Hallo Lieben Forumskollegen,
ich habe ein wenig verständnisprobleme mit flex Rezeptverwaltung, die
auswirkungen könnten auch ursache für das Fehlverhalten in diesen Thread
sein http://www.sps-forum.de/showthread.php?t=34511.

Also ich habe eine Rezeptur wo ich die Aktuellen Maschineneinstellungen, wie
Sollwerte oder Betriebsvorwahlen als Rezept abspeichere. Diese Rezeptur
nennt sich dann "Programm". Die Datenhaltung der Variablen stehen auf
Online und Synchronisieren. Im Explorer ist eine Rezepturanzeige wo dann
die entsprechenden Rezepte bearbeitet werden können, wie neu anlegen,
öffnen, speichern unter oder löschen.





Die Eingabe der Variablen soll so erfolgen, das der Bediener sich Funktions-
abhängig durch Bilder klickt und die Eingabe tätigt.





Damit nich immer in die Rezeptverwaltung gesprungen werden muß kann der
Bediener im "Home" Bild mal schnell ein Rezept (Programm) laden. Dieses 
erfolgt durch eine Variablen "Programm-Nr" die an die Rezeptur gebunden
ist über "Datensatz bzw. Nummer". Wird in diese Variable eine neue Nr.
eingetragen wird die entsprechende Rezeptur geladen.





Jetzt zu den Problemm:
Als erstes war es so das wenn ich Sollwerte neu editiert hatte und in das
Home-Fenster zurück verzweigt bin, wurde duch die Variable "Programm-Nr"
das Rezept neu geladen und die Einstellungen waren wieder weg. Das 
Trigger Ereignis stand auf "Zyklisch bei Verwendung". Ist ja irgendwie blöd
die Funktion Rezept laden hätte nicht ausgeführt werden, da ja keine 
Wert änderung statt gefunden hat.
Also habe ich das Trigger-Ereignis auf "Zycklisch fortlaufend" gestellt, so 
war ich das Problemm schon einmal los.

Jetzt habe ich aber noch folgendes Problemm, fängt der kunde direkt an
Werte zu editieren und geht dann in die Rezeptverwaltung (Bild Explorer)
ladet die Rezeptverwaltung das vorher angewählte Rezept erneut und die
Editierten Werte sind auch wieder weg.
Aber jetzt kommt es, war ich einmal in der Rezepturverwaltung ist das ver-
halten anders, gehe ich also erneut in die Rezepturverwaltung wird das 
Rezept nicht erneut geladen, ich brauche nur den Button speichern oder
speichern unter anklicken und alles ist OK.

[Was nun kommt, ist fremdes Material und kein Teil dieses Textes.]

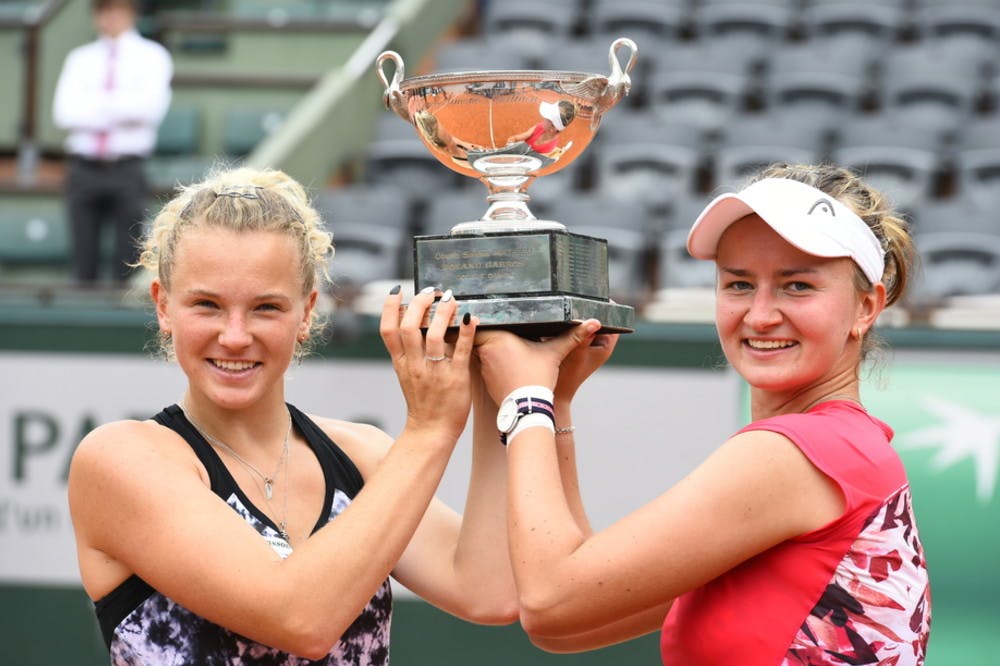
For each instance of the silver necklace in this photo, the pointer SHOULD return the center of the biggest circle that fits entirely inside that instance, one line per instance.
(835, 396)
(268, 489)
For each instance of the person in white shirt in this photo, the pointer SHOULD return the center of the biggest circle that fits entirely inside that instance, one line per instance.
(111, 96)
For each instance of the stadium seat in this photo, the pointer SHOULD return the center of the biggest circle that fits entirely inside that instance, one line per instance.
(964, 29)
(903, 161)
(371, 229)
(646, 158)
(929, 90)
(479, 54)
(527, 26)
(865, 29)
(698, 97)
(977, 162)
(959, 246)
(814, 81)
(245, 127)
(176, 158)
(748, 143)
(645, 21)
(677, 269)
(398, 158)
(34, 241)
(747, 30)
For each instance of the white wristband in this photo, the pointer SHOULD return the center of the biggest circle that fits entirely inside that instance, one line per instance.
(531, 421)
(542, 392)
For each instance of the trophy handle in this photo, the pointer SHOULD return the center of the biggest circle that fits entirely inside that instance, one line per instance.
(619, 80)
(619, 83)
(392, 98)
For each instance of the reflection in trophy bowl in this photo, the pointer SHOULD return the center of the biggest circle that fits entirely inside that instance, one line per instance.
(507, 127)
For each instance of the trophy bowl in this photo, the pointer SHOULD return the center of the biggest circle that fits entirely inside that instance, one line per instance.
(506, 128)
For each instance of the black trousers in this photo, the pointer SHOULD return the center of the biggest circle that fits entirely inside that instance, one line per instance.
(97, 192)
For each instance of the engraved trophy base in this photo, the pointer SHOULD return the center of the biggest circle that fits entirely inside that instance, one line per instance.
(536, 283)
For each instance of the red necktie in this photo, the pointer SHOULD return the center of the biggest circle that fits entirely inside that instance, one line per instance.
(109, 84)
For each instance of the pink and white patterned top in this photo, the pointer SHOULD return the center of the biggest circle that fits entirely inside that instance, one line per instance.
(855, 591)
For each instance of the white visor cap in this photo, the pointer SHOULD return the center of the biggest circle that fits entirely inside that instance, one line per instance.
(808, 218)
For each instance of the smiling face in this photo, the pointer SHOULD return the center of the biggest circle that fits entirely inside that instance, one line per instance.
(113, 19)
(787, 320)
(235, 309)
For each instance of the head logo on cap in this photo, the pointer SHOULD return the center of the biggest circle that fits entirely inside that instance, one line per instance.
(827, 207)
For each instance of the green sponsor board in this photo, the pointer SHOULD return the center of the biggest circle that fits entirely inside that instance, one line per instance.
(947, 421)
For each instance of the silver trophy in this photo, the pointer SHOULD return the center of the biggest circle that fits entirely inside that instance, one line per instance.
(507, 128)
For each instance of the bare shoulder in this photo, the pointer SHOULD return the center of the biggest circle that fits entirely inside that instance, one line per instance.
(125, 441)
(364, 443)
(778, 480)
(125, 456)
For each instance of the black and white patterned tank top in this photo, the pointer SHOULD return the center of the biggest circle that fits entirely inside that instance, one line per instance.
(141, 626)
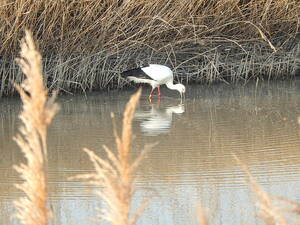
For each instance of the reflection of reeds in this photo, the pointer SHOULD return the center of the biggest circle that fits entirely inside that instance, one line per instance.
(116, 174)
(38, 111)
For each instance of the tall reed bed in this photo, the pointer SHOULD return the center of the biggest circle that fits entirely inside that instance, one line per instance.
(87, 43)
(38, 112)
(115, 174)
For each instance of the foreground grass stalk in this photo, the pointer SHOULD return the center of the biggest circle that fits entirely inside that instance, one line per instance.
(38, 112)
(114, 177)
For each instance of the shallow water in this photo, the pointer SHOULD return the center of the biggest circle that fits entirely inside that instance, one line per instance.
(192, 162)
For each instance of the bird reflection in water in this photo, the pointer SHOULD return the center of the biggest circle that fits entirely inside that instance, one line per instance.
(158, 119)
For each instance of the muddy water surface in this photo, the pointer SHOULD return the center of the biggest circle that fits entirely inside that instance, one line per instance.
(192, 162)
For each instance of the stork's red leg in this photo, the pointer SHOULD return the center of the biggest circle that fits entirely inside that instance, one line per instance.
(150, 96)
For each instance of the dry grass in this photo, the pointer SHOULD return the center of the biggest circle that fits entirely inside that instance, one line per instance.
(38, 112)
(87, 43)
(114, 177)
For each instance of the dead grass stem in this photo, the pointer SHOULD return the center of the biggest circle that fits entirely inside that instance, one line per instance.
(38, 112)
(114, 177)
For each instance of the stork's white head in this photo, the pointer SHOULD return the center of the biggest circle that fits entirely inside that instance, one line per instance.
(181, 89)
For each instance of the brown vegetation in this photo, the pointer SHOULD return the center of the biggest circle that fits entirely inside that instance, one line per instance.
(38, 112)
(87, 43)
(114, 177)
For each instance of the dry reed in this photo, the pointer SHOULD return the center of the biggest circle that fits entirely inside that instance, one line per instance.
(272, 210)
(87, 43)
(114, 177)
(38, 112)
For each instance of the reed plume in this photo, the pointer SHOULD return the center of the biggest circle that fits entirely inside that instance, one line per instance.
(114, 177)
(38, 112)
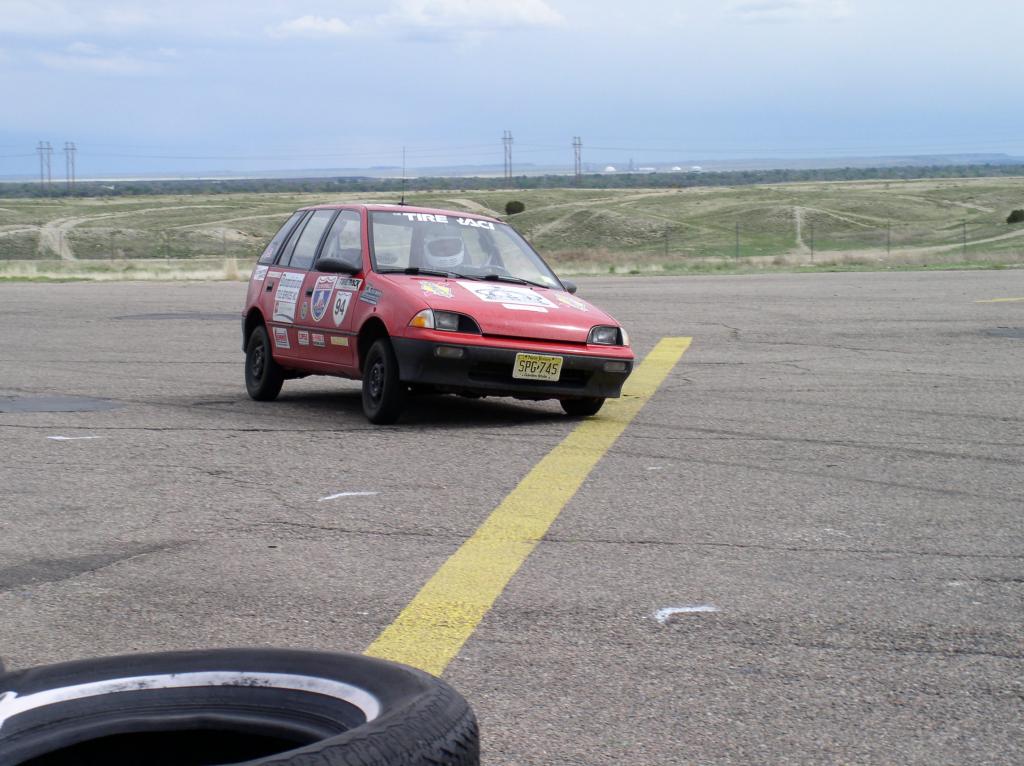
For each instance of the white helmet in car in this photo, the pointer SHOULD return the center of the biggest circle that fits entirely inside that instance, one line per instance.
(442, 250)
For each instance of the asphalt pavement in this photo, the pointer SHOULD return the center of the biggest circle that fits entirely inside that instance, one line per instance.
(829, 483)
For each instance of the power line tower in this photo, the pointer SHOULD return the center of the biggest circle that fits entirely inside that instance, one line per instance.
(70, 150)
(577, 163)
(45, 153)
(507, 140)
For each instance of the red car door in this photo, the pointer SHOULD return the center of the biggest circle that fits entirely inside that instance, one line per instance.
(332, 340)
(285, 304)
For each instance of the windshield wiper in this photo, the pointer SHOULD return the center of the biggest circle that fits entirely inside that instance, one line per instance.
(418, 270)
(515, 280)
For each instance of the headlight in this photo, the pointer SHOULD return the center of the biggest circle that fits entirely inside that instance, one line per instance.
(446, 321)
(604, 335)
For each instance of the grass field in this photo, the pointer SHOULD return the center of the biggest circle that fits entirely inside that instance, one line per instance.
(855, 223)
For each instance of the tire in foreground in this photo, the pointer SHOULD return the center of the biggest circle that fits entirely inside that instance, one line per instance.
(252, 707)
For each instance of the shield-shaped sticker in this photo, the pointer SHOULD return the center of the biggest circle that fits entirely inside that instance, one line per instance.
(322, 296)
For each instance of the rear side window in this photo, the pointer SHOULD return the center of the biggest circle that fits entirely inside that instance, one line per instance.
(279, 239)
(344, 241)
(305, 247)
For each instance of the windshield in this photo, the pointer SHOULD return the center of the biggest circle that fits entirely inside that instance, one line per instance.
(454, 246)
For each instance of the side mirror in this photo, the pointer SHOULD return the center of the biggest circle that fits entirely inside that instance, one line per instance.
(338, 266)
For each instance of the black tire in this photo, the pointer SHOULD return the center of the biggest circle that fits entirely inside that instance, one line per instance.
(383, 392)
(264, 377)
(246, 707)
(583, 407)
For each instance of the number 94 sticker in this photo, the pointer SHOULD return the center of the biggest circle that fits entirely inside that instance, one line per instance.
(341, 300)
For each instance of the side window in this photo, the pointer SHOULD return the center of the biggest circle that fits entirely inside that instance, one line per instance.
(344, 241)
(392, 243)
(279, 239)
(305, 246)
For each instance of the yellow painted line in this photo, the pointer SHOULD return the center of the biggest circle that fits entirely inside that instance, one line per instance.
(429, 633)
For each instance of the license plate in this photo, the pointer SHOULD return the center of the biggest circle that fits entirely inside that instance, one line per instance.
(537, 367)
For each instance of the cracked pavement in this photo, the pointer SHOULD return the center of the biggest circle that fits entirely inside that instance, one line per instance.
(836, 465)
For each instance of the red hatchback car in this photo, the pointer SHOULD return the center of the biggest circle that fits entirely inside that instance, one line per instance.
(415, 299)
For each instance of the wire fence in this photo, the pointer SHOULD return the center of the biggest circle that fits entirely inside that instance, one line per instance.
(673, 243)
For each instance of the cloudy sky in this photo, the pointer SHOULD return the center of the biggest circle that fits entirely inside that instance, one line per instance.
(206, 85)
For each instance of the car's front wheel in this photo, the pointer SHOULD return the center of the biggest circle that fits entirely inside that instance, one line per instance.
(583, 407)
(383, 392)
(264, 377)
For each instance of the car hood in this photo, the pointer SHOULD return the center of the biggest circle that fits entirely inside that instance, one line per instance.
(509, 309)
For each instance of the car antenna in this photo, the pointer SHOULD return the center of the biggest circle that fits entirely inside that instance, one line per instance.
(402, 200)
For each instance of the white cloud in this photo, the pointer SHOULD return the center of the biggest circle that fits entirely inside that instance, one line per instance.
(780, 11)
(313, 27)
(471, 14)
(85, 49)
(90, 58)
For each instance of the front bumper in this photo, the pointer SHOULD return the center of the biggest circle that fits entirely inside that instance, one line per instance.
(487, 371)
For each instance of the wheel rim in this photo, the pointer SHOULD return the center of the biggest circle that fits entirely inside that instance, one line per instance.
(376, 381)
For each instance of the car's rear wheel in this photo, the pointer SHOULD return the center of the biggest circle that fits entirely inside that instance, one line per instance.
(583, 407)
(264, 377)
(383, 392)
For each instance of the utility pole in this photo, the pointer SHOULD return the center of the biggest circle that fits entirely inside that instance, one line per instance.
(45, 153)
(507, 140)
(577, 164)
(70, 150)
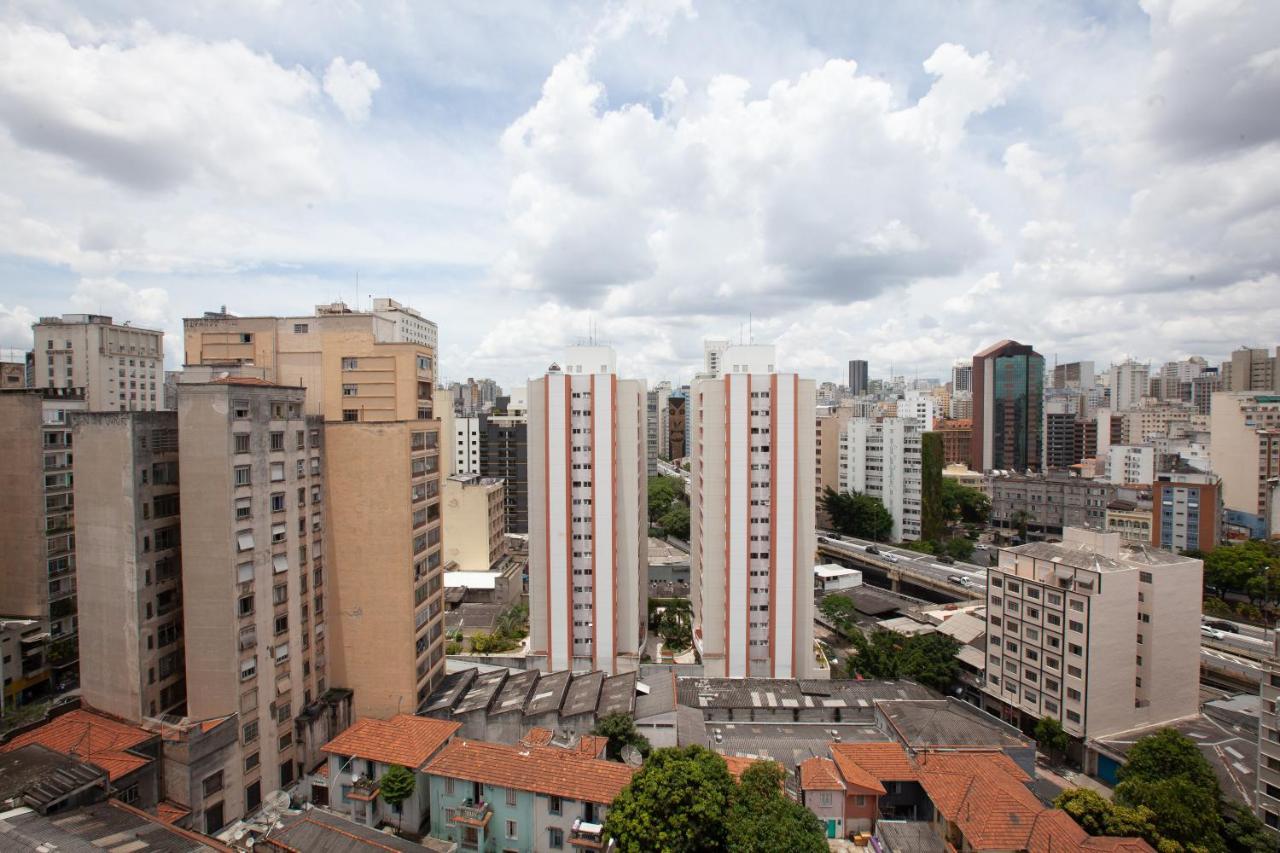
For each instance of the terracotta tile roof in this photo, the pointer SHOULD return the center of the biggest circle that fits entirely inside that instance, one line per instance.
(90, 737)
(867, 765)
(538, 737)
(819, 774)
(544, 770)
(170, 812)
(403, 739)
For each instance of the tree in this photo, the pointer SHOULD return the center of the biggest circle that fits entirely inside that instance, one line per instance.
(762, 819)
(1050, 735)
(675, 521)
(621, 731)
(679, 801)
(396, 785)
(935, 521)
(858, 515)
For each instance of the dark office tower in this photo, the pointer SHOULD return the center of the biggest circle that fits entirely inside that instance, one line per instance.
(858, 377)
(1008, 404)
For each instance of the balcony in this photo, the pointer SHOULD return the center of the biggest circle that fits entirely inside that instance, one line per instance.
(474, 813)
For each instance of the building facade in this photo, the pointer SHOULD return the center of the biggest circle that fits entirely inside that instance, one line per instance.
(881, 457)
(753, 518)
(1008, 404)
(588, 515)
(117, 368)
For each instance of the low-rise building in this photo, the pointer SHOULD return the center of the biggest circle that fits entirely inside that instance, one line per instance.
(488, 796)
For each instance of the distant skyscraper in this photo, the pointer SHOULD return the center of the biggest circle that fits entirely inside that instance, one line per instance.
(1008, 405)
(753, 518)
(588, 515)
(858, 377)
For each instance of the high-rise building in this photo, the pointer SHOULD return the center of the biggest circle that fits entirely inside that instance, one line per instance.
(1252, 369)
(588, 515)
(129, 564)
(382, 484)
(1061, 641)
(858, 383)
(117, 368)
(1008, 404)
(37, 538)
(1129, 384)
(753, 518)
(713, 350)
(254, 568)
(1187, 510)
(881, 457)
(1244, 448)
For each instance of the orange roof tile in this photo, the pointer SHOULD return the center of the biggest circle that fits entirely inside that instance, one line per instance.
(867, 765)
(544, 770)
(819, 774)
(403, 739)
(538, 737)
(90, 737)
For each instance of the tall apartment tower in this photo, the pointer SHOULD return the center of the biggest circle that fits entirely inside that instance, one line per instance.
(1100, 635)
(118, 368)
(382, 486)
(1008, 407)
(858, 382)
(129, 564)
(37, 538)
(881, 457)
(588, 515)
(753, 518)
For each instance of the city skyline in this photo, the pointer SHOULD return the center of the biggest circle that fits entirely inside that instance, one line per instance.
(417, 167)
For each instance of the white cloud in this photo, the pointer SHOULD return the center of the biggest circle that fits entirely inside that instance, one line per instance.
(351, 86)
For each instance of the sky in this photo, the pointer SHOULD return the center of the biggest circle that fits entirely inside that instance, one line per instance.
(903, 182)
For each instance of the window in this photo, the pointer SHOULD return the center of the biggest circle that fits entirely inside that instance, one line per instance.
(213, 784)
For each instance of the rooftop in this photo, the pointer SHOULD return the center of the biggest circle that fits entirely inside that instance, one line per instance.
(544, 770)
(91, 737)
(403, 739)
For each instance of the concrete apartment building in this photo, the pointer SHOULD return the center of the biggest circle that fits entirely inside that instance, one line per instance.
(753, 518)
(254, 569)
(881, 457)
(1244, 448)
(1100, 635)
(373, 389)
(1008, 407)
(475, 527)
(588, 515)
(37, 539)
(1187, 510)
(118, 368)
(129, 564)
(1055, 501)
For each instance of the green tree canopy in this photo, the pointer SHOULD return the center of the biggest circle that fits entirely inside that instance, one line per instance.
(680, 801)
(763, 820)
(858, 515)
(621, 731)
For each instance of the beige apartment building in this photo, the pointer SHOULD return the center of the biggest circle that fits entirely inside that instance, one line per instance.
(1244, 447)
(117, 366)
(588, 516)
(129, 564)
(373, 388)
(37, 539)
(475, 525)
(254, 569)
(1101, 635)
(752, 518)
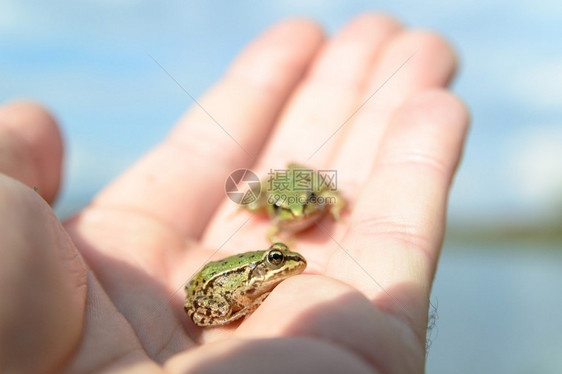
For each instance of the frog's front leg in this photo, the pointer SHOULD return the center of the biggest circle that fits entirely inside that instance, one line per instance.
(336, 203)
(247, 310)
(209, 311)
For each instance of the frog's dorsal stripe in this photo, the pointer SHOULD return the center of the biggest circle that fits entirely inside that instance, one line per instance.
(229, 265)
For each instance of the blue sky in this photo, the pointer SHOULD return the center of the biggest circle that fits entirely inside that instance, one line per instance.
(89, 63)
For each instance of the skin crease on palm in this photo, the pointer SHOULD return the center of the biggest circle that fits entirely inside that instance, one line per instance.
(103, 292)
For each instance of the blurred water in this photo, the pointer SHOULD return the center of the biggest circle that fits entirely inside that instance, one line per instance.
(499, 310)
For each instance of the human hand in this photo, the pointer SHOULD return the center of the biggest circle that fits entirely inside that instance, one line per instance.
(290, 96)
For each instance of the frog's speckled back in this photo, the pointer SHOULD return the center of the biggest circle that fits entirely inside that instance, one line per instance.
(228, 263)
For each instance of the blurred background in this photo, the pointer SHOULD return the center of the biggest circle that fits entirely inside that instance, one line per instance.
(498, 305)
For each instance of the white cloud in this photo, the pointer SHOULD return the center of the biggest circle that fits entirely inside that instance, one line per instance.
(535, 167)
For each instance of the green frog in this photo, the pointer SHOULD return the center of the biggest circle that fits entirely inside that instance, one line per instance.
(295, 198)
(233, 287)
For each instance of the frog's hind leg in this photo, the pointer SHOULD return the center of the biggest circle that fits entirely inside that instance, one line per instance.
(209, 311)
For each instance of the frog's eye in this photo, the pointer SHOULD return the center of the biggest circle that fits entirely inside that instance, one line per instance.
(275, 258)
(277, 206)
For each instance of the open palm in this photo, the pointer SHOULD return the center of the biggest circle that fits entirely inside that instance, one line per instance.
(105, 291)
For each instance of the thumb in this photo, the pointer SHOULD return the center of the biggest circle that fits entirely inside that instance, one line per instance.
(42, 284)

Diesen Mißstand bin jetzt umgangen das ich von unseren Startbild, nicht
wie gewünscht in das "Home" bild verzweige, sondern erst in den Explorer
und dann funktioniert es wie gewünscht.

Ich habe schon alles mögliche versucht, die Rezeptanzeige kopiert und in
das Startbild gelegt, über mein INI-Script das über das Startbild gestartet
wird die Rezeptur direkt geladen, nichts hat geholfen.

Kennt hier jemand anderes auch dieses Problemm oder weiß was ich falsch
mache?

gruß Helmut


----------



## Perfektionist (22 März 2010)

Hallo Helmut,

ich kenne das Problem auch.

ich persönlich habe zunächst ohne die Synchronisation gearbeitet, da war dann lesen von Steuerung und schreiben in Steuerung voll in der Hoheit des Bedieners. Aber auch mein Chef fand die Variante mit synchronisieren besser, weil es dem Bediener Arbeit abnimmt und Fehlbedienung vermeidet(?).

Ja, alles kein Problem, wenn die Maschine ständig eingeschaltet ist und bleibt. Man also nur *ein* erstes Mal die Rezepturverwaltung aufblättert.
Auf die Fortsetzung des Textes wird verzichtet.